If the suggestions are implemented, banks will lose some incentive to recast loans, especially standard assets. The committee headed by RBI Executive Director B Mahapatra suggests that banks reclassify restructured loans as non-performing assets after two years. At present, if a standard loan is restructured, it is not necessary for the bank to degrade the asset classification provided some norms are met, though the provisioning requirement for standard asset goes up from 0.4 per cent to two per cent. However, if the loan is reclassified as an NPA, the provisioning requirement increases to 20 per cent of the outstanding amount.

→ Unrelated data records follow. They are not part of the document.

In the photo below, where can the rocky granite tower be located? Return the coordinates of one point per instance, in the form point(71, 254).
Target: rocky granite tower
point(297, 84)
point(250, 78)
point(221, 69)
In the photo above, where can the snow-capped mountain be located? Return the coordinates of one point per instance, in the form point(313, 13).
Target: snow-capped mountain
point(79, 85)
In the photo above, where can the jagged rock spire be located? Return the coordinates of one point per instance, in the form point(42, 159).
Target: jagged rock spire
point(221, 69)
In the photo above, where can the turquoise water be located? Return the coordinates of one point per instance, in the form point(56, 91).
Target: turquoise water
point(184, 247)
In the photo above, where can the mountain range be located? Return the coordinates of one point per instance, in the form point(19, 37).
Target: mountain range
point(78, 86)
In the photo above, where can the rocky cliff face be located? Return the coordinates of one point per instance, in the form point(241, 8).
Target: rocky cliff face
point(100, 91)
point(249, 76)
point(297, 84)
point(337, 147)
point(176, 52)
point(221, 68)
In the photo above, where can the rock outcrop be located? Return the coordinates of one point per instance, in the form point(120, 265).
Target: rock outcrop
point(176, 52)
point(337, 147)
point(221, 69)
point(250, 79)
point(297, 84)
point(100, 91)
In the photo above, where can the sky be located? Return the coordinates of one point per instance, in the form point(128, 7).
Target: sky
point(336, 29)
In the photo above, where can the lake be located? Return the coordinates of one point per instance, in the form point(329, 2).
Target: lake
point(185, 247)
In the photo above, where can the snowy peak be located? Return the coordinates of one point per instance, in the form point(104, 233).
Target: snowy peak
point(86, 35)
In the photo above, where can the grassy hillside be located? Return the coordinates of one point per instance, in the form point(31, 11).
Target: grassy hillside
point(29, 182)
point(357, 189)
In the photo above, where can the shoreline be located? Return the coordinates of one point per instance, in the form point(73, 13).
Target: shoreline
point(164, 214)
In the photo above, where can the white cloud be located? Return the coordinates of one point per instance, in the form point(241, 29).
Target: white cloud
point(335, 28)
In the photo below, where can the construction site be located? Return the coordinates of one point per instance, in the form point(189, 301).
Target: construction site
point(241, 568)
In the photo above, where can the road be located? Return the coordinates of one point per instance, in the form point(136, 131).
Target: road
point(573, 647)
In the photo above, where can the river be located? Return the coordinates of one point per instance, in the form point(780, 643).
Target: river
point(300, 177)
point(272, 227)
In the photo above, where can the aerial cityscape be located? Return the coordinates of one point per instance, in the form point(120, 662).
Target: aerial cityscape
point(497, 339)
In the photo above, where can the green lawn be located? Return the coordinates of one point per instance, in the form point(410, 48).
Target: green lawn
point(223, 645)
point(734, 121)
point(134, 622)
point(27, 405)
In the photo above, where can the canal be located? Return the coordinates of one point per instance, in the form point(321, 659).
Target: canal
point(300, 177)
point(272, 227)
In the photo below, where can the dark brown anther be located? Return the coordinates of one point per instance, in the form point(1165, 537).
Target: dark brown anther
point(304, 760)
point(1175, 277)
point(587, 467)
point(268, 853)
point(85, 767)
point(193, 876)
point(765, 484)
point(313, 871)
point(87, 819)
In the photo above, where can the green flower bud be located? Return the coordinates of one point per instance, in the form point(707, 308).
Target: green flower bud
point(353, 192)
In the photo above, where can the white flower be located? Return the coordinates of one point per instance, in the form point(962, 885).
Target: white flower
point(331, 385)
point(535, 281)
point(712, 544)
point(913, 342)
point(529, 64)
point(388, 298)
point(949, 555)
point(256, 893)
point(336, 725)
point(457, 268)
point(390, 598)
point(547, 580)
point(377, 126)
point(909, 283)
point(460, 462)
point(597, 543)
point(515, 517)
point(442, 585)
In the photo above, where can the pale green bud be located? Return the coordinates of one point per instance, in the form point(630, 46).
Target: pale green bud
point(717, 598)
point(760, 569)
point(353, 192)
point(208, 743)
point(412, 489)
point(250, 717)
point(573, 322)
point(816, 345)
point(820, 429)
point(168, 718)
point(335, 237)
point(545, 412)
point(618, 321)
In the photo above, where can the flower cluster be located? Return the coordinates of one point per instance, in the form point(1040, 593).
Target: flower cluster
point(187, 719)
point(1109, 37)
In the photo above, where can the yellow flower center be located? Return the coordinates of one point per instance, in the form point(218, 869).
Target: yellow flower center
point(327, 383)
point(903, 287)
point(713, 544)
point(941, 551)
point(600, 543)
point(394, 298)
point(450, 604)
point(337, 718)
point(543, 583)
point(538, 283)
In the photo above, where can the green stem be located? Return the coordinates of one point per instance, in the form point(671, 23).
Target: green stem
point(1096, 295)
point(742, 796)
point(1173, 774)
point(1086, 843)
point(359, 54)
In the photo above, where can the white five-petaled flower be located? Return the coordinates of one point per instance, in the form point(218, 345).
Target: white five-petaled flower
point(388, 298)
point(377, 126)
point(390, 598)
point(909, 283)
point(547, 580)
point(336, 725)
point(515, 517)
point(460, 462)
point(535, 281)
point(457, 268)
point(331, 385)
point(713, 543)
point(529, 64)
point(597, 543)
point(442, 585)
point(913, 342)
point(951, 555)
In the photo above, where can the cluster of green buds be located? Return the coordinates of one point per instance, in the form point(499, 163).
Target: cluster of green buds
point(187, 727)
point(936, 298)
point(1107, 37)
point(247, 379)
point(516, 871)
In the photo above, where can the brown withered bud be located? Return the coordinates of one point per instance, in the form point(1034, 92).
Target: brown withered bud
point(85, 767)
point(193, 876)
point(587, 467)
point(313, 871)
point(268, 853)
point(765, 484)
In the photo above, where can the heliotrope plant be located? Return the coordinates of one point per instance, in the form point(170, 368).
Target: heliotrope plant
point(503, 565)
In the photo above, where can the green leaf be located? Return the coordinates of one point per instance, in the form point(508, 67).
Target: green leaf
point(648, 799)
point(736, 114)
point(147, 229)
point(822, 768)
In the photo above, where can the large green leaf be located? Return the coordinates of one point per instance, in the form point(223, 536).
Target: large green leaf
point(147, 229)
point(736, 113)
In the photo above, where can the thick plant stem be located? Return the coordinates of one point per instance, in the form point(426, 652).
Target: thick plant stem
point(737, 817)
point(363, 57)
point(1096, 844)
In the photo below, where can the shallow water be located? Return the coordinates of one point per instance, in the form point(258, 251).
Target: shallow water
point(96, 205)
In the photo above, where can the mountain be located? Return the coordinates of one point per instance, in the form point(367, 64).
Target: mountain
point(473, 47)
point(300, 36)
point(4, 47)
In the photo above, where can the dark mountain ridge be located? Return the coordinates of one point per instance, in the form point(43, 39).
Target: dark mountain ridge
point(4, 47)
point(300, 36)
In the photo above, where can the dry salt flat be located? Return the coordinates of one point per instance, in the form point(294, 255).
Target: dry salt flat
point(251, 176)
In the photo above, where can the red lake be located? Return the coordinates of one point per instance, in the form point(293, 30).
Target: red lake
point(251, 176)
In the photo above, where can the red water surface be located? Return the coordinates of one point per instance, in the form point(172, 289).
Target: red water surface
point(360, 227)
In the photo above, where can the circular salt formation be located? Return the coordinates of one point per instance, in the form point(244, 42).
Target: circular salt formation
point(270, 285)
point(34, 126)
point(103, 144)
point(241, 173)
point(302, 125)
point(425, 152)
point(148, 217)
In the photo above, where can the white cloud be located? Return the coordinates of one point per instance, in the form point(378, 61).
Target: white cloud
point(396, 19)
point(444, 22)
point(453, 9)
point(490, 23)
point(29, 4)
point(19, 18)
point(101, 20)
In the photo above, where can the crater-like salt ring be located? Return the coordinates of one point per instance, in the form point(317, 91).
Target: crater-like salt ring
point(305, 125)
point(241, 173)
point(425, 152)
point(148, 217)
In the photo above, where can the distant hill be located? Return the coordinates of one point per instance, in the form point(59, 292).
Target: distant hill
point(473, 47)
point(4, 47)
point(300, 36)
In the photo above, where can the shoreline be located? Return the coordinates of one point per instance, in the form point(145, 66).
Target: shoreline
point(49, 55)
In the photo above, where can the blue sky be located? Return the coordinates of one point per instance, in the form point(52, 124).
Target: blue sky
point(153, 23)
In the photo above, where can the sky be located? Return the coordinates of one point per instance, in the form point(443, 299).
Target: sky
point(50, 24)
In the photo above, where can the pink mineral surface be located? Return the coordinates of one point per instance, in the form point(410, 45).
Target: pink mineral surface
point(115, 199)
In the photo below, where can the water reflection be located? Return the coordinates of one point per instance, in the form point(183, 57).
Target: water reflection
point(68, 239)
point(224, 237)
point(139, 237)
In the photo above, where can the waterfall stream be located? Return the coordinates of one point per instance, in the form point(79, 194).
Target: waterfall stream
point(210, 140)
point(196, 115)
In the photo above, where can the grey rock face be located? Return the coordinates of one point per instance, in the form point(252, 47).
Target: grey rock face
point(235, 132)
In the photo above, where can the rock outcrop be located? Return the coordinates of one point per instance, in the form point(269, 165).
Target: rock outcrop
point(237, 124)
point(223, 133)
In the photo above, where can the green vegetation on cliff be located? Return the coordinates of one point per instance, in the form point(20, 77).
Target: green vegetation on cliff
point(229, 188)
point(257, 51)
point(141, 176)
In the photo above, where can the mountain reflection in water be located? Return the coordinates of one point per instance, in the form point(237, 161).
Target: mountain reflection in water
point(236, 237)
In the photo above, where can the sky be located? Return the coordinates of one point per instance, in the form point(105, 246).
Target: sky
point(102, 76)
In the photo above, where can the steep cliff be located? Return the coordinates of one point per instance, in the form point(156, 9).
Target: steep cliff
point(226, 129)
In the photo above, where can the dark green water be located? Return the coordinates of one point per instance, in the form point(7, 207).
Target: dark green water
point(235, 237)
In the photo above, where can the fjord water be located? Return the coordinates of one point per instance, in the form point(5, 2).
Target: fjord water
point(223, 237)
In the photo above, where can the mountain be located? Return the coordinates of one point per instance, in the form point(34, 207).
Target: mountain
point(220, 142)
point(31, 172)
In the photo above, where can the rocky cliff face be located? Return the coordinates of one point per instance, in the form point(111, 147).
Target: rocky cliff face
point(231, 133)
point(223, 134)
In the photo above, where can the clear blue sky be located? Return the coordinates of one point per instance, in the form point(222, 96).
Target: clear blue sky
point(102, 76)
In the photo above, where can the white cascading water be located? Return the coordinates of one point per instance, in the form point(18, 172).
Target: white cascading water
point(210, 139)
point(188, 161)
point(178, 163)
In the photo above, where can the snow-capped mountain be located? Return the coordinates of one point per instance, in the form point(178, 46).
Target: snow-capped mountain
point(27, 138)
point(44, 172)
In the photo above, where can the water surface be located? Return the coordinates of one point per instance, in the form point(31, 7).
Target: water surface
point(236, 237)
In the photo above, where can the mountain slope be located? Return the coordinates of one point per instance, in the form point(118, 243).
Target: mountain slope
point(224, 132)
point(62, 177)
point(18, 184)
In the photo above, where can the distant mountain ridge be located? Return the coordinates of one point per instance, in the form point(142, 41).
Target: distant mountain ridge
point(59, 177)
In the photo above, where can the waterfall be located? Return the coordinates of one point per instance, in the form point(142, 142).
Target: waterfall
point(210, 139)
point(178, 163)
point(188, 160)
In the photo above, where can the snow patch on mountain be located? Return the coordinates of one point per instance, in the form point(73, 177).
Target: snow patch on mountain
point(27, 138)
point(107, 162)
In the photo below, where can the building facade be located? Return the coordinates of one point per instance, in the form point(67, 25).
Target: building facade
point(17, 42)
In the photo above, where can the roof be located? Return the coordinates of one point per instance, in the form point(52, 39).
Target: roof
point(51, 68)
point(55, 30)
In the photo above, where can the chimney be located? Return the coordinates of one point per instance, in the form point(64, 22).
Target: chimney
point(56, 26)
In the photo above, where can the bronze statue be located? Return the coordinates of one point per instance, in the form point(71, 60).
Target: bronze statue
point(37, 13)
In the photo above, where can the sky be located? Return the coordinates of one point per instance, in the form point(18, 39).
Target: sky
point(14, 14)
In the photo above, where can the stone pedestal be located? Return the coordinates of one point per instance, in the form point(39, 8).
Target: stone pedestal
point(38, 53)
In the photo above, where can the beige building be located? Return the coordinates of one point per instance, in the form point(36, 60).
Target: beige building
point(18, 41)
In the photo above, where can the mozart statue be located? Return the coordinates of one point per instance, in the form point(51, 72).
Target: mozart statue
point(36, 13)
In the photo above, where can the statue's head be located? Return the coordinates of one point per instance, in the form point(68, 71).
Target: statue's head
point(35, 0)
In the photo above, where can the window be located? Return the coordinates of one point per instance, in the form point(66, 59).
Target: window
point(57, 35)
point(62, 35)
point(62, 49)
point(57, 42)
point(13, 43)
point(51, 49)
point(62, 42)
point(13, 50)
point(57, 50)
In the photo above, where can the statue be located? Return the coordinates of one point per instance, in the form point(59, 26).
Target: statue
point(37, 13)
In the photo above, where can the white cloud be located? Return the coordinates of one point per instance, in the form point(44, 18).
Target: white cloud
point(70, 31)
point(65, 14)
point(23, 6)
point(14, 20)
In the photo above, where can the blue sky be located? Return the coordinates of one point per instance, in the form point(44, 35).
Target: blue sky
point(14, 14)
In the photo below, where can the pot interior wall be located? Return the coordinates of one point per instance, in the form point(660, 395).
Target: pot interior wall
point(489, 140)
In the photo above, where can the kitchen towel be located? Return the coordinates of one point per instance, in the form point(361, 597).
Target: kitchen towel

The panel said banks should set aside five per cent of total assets for standard loans that are restructured, up from two per cent currently, while provisions for loans already restructured should be increased to five per cent in a phased manner over two years. It recommended that obtaining the personal guarantee of promoters must be made mandatory, even if an account was restructured due to external factors. Also, a corporate guarantee should not be considered a substitute for a personal guarantee.
|WHO RECAST HOW MUCH
Restructured loan book of select banks (As on March 31, 2012) in Rs crore
|State Bank of India
|Punjab National Bank
|Central Bank of India
|Union Bank of India
|Bank of Baroda
|Source: Bank websites
The panel advocated a higher amount of sacrifice from promoters and recommended their contribution be at least 15 per cent of the diminution in fair value or two per cent of the restructured loans, whichever was higher. The group also suggested stricter norms for banks to convert loans to equity or preferential shares. Conversion of loans into equity shares “should be done only as a last resort” and should be capped at 10 per cent of the restructured assets, it said.
Corporate debt restructuring has seen a surge of late. In the year to end-March, banks sought to restructure a record Rs 74,131 crore in corporate loans through CDR, a threefold increase from the previous year. This excludes the restructured loans of Air India and loss-making state electricity boards. A CRISIL study estimated the total restructured loan book could touch Rs 2 lakh crore by March 2013.